Obschon ständig versucht wird, den Sport sicherer zu machen – wo lauern für dich derzeit die grössten Gefahren?

Für mich ist das Cockpit die grösste Gefahr, weil eben der Kopf des Piloten nicht vollständig geschützt werden kann. Beim Unfall zwischen Fernando Alonso und Kimi Räikkönen in Österreich habe ich den Atem angehalten – der Unterboden des Ferrari schrammte so knapp am Helm des Spanier vorbei.

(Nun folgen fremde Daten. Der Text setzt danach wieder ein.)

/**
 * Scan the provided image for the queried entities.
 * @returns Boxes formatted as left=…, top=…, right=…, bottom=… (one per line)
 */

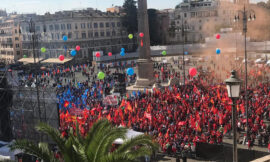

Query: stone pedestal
left=134, top=59, right=155, bottom=88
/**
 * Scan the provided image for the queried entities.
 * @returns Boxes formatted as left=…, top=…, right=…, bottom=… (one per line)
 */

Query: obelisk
left=134, top=0, right=155, bottom=88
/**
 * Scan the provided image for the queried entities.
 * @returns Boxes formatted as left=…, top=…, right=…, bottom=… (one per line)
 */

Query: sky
left=0, top=0, right=182, bottom=14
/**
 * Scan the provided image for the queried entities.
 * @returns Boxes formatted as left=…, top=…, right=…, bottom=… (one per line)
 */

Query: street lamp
left=19, top=18, right=41, bottom=122
left=234, top=5, right=256, bottom=143
left=225, top=70, right=242, bottom=162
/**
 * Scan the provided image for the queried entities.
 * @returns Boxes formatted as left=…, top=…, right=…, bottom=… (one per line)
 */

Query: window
left=82, top=33, right=86, bottom=39
left=61, top=24, right=66, bottom=30
left=99, top=23, right=104, bottom=28
left=117, top=22, right=121, bottom=27
left=100, top=32, right=104, bottom=37
left=68, top=32, right=72, bottom=39
left=81, top=23, right=85, bottom=29
left=87, top=23, right=92, bottom=29
left=54, top=24, right=59, bottom=30
left=49, top=25, right=53, bottom=31
left=94, top=23, right=98, bottom=28
left=88, top=32, right=93, bottom=38
left=67, top=24, right=71, bottom=30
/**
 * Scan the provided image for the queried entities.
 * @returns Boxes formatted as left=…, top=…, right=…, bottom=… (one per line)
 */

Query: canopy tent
left=41, top=58, right=72, bottom=64
left=114, top=129, right=143, bottom=144
left=18, top=58, right=43, bottom=64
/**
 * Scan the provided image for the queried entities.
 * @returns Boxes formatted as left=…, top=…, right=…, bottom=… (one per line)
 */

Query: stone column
left=135, top=0, right=155, bottom=88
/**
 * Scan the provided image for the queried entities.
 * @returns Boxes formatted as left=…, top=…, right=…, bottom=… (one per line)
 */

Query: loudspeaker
left=0, top=71, right=12, bottom=141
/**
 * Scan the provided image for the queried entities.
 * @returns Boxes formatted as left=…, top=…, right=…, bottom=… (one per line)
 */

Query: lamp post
left=225, top=70, right=242, bottom=162
left=234, top=5, right=256, bottom=143
left=21, top=19, right=41, bottom=122
left=177, top=19, right=188, bottom=85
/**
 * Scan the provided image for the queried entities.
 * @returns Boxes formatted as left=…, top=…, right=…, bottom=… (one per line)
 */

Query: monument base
left=134, top=59, right=155, bottom=88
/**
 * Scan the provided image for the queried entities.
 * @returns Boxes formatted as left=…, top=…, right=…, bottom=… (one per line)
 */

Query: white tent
left=114, top=129, right=143, bottom=144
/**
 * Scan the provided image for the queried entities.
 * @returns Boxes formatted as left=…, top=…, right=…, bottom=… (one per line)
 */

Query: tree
left=122, top=0, right=138, bottom=34
left=10, top=120, right=158, bottom=162
left=147, top=9, right=162, bottom=45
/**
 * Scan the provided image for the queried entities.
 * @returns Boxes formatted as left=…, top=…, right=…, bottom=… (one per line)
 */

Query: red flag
left=144, top=112, right=152, bottom=121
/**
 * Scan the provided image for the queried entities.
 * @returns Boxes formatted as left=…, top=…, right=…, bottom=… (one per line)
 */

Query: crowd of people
left=7, top=57, right=270, bottom=154
left=54, top=60, right=270, bottom=153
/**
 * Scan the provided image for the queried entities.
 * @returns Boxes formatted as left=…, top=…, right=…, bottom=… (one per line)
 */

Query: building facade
left=0, top=14, right=22, bottom=63
left=0, top=8, right=136, bottom=61
left=169, top=0, right=236, bottom=43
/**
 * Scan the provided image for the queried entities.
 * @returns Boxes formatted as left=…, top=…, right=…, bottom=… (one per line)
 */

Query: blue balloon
left=63, top=35, right=68, bottom=42
left=127, top=68, right=134, bottom=76
left=216, top=48, right=221, bottom=55
left=120, top=51, right=125, bottom=56
left=70, top=50, right=77, bottom=56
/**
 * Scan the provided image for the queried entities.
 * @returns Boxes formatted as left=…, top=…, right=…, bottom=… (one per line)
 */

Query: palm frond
left=9, top=140, right=58, bottom=162
left=95, top=128, right=127, bottom=161
left=116, top=135, right=158, bottom=153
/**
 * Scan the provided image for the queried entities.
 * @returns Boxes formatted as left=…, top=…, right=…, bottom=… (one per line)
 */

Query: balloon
left=120, top=51, right=125, bottom=56
left=128, top=34, right=133, bottom=39
left=76, top=46, right=81, bottom=51
left=140, top=33, right=144, bottom=38
left=161, top=51, right=167, bottom=56
left=189, top=68, right=197, bottom=77
left=216, top=34, right=220, bottom=39
left=127, top=68, right=134, bottom=76
left=40, top=47, right=46, bottom=53
left=70, top=50, right=77, bottom=56
left=96, top=52, right=100, bottom=57
left=216, top=48, right=221, bottom=55
left=59, top=55, right=65, bottom=61
left=98, top=72, right=105, bottom=80
left=63, top=35, right=68, bottom=42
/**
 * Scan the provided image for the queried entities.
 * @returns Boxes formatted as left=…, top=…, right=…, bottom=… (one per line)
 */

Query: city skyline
left=0, top=0, right=181, bottom=14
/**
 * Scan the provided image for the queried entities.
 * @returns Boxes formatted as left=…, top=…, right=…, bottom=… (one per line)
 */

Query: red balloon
left=216, top=34, right=220, bottom=39
left=140, top=33, right=144, bottom=38
left=189, top=68, right=197, bottom=77
left=59, top=55, right=65, bottom=61
left=96, top=52, right=100, bottom=57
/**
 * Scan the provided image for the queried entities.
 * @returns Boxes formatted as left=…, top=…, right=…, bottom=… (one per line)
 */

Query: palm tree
left=10, top=120, right=158, bottom=162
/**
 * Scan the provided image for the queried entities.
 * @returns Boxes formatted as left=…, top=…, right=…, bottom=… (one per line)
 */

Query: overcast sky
left=0, top=0, right=182, bottom=14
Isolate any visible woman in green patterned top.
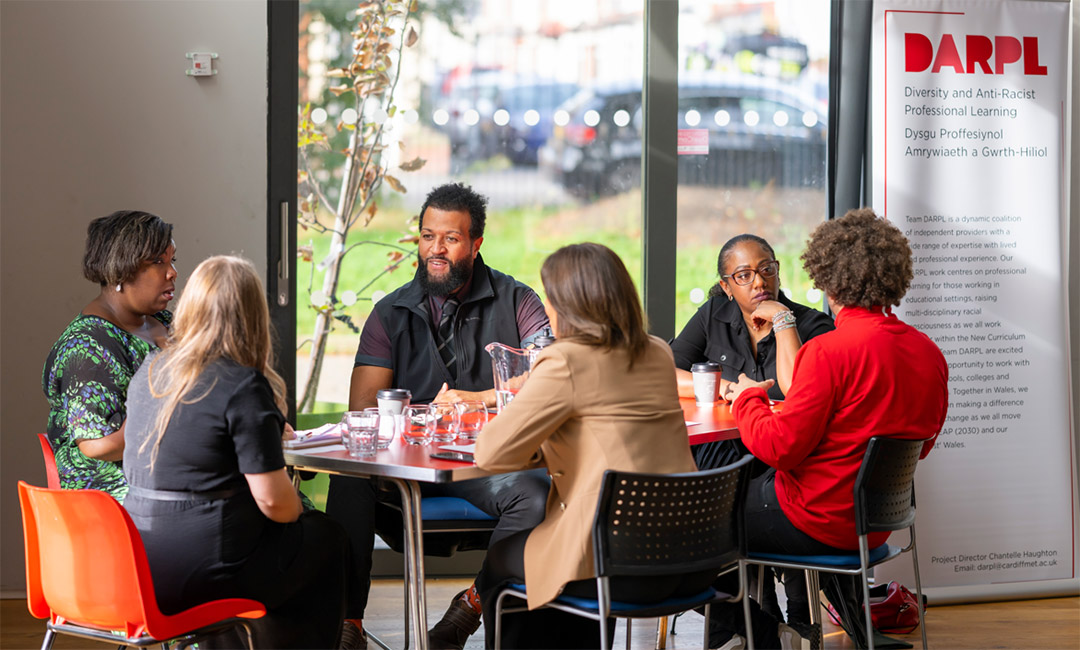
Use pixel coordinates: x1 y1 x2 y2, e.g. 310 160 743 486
41 211 176 502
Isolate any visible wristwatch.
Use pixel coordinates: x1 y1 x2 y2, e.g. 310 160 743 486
772 311 795 327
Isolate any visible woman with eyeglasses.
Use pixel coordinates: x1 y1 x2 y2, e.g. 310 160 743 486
672 234 834 648
672 234 833 405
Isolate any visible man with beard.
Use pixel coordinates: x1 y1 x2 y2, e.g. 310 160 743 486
326 184 548 650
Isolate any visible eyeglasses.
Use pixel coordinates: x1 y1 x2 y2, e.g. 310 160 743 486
720 260 780 286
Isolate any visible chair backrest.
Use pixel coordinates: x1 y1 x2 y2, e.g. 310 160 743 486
18 480 161 636
854 436 930 534
38 433 60 490
593 456 753 577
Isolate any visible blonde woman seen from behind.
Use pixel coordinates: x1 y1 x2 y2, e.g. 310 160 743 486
124 256 346 648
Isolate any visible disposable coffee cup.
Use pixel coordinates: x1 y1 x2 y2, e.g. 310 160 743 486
375 389 413 416
690 362 720 406
375 389 413 442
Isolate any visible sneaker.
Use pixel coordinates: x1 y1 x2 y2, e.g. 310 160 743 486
428 592 480 650
777 623 821 650
710 634 746 650
708 621 746 650
338 621 367 650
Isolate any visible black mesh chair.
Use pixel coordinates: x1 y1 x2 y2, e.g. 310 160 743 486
495 456 753 650
367 497 499 650
747 436 929 650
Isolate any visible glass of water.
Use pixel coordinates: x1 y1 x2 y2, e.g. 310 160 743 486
402 404 435 445
341 409 380 458
431 404 461 443
457 400 487 442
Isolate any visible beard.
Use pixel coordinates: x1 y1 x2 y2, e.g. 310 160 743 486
417 256 473 298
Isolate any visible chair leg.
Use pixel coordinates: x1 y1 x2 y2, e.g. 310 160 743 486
804 570 821 627
754 565 765 605
859 534 874 650
402 558 413 650
656 617 667 650
596 575 613 650
240 621 255 650
701 604 713 650
912 524 930 650
738 560 760 650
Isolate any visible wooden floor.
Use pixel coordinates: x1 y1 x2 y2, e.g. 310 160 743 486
0 580 1080 650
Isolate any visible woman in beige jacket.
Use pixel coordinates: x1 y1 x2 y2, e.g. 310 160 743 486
476 243 699 648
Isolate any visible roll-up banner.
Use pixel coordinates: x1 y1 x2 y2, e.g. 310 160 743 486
872 0 1080 602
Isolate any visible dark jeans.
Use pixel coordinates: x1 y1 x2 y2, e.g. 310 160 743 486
711 469 851 648
690 439 810 623
326 470 551 619
124 495 349 648
476 530 715 649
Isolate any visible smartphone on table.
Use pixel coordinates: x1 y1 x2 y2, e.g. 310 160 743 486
431 451 474 463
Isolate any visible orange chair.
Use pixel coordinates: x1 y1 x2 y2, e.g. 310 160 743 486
38 433 60 490
18 480 266 650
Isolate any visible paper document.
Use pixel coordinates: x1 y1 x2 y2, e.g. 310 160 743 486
438 443 476 453
282 422 341 449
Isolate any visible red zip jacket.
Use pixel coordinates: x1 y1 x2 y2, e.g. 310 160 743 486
731 307 948 550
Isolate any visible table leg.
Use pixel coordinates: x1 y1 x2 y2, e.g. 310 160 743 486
388 478 428 650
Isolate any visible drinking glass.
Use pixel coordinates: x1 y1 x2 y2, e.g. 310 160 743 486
431 404 461 443
457 400 487 442
402 404 435 445
364 406 405 449
341 409 380 458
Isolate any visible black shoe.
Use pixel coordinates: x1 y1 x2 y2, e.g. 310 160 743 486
428 592 480 650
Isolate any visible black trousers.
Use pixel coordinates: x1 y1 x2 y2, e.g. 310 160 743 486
326 470 551 619
476 530 715 649
711 468 851 648
125 496 349 648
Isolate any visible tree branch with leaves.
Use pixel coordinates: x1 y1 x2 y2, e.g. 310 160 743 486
297 0 427 412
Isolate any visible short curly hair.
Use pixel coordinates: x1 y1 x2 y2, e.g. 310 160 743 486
801 207 914 308
420 182 487 240
82 209 173 286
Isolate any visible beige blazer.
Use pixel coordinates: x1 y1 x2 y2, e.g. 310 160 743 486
476 337 697 609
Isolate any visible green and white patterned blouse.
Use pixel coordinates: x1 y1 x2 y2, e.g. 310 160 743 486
41 311 173 503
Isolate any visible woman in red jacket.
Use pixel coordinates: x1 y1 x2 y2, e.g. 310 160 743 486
727 208 948 640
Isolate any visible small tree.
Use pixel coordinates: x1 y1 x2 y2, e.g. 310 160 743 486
297 0 427 412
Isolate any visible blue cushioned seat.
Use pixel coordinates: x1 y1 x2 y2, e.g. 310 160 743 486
420 497 494 518
748 544 903 567
508 584 731 612
486 455 754 650
746 436 932 650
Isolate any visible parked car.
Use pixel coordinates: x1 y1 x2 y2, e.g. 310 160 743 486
541 72 827 195
440 70 578 165
496 80 578 165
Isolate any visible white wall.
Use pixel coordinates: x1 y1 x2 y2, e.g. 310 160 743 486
0 0 267 593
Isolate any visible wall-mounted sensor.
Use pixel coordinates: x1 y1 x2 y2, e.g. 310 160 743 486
185 52 217 77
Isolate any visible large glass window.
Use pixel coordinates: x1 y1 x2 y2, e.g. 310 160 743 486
296 0 644 411
675 0 829 333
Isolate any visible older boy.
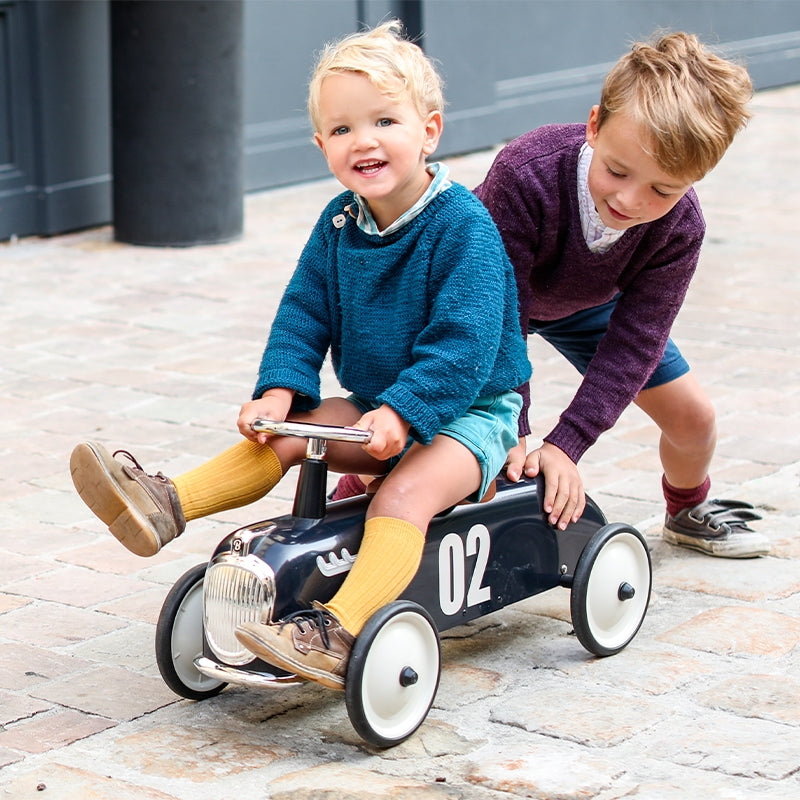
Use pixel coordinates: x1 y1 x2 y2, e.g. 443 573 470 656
475 33 769 558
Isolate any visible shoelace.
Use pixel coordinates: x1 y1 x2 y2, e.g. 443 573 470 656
281 608 334 650
111 450 167 483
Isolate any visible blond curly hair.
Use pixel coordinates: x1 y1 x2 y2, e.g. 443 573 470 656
308 20 444 131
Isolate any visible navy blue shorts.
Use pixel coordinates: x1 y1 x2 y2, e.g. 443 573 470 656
528 298 689 389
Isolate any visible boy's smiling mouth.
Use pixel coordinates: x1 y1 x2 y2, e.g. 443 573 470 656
354 161 386 175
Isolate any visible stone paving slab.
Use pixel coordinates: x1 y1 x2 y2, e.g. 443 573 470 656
0 87 800 800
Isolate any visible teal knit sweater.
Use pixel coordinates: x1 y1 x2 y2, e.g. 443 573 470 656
253 184 531 444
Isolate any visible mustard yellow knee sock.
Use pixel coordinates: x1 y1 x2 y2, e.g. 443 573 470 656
173 439 283 520
325 517 425 636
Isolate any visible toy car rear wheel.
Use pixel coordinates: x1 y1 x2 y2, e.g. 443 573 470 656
345 600 441 747
570 524 653 656
156 564 227 700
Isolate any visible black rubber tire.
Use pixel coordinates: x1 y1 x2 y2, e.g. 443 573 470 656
155 564 228 700
345 600 442 747
570 523 653 656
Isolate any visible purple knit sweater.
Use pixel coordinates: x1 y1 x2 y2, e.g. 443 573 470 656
475 125 705 463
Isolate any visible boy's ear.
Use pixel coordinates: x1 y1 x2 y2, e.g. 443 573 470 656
586 106 600 147
422 111 444 156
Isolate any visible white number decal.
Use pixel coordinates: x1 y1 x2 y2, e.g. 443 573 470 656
439 525 492 616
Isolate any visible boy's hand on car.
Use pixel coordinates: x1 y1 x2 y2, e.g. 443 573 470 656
244 389 294 444
354 405 411 461
506 438 586 531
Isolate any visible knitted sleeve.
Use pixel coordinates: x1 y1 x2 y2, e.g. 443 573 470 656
253 213 331 411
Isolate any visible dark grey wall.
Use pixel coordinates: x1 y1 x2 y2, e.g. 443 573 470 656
0 0 111 238
0 0 800 239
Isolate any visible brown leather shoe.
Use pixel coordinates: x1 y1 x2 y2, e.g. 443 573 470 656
236 602 355 689
69 442 186 556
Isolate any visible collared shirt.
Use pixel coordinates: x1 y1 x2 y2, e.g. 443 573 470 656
355 161 453 236
578 142 625 253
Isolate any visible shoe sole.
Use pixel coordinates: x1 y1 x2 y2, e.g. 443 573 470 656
236 626 344 691
69 442 161 557
661 527 769 558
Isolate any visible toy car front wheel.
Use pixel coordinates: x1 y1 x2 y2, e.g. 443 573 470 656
156 564 227 700
570 524 653 656
345 600 441 747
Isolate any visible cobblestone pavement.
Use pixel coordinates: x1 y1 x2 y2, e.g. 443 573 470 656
0 87 800 800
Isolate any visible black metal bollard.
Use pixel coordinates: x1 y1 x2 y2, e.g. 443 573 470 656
111 0 244 246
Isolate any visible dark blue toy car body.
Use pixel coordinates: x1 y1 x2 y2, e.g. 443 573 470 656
156 423 652 747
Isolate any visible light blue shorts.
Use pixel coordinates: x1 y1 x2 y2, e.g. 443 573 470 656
347 391 522 500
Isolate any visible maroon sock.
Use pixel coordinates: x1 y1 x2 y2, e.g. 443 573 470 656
661 475 711 517
331 475 367 500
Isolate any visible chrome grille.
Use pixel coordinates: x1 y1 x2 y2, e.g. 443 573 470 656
203 555 275 666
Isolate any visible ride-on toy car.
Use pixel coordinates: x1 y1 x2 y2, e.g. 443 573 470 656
156 420 652 747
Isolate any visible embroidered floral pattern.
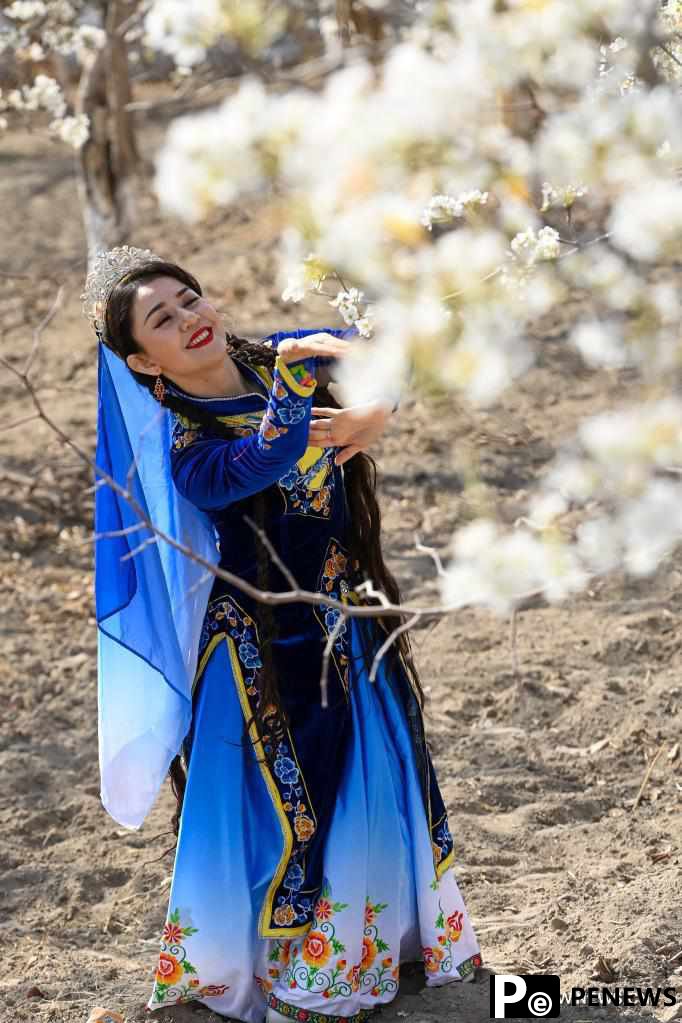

Aber ich kenne auch keine ideale Lösung. Eine Kanzel, also wie bei einem Kampfflieger, würde im Extremfall nicht helfen, wenn etwas mit grosser Wucht drauffliegt. Und der Bügel verschlimmert ein Problem, das wir heute schon haben – die Piloten sitzen so tief in den Autos, dass sie den Gegner neben sich kaum richtig sehen können.

Früher oder später wird es jedoch auf eine Lösung in dieser oder einer ähnlichen Art hinauslaufen. Die Verletzlichkeit des Fahrerkopfs ist für mich der einzige wahre Schwachpunkt dieser Autos.

Ich sage den Leuten in Sachen Formel 1 und Gefahr immer wieder: Ihr müsst euch einfach darüber im Klaren sein, dass es immer riskant ist, wenn solche Autos bei 300 km/h im Zentimeterabstand Rad an Rad fahren.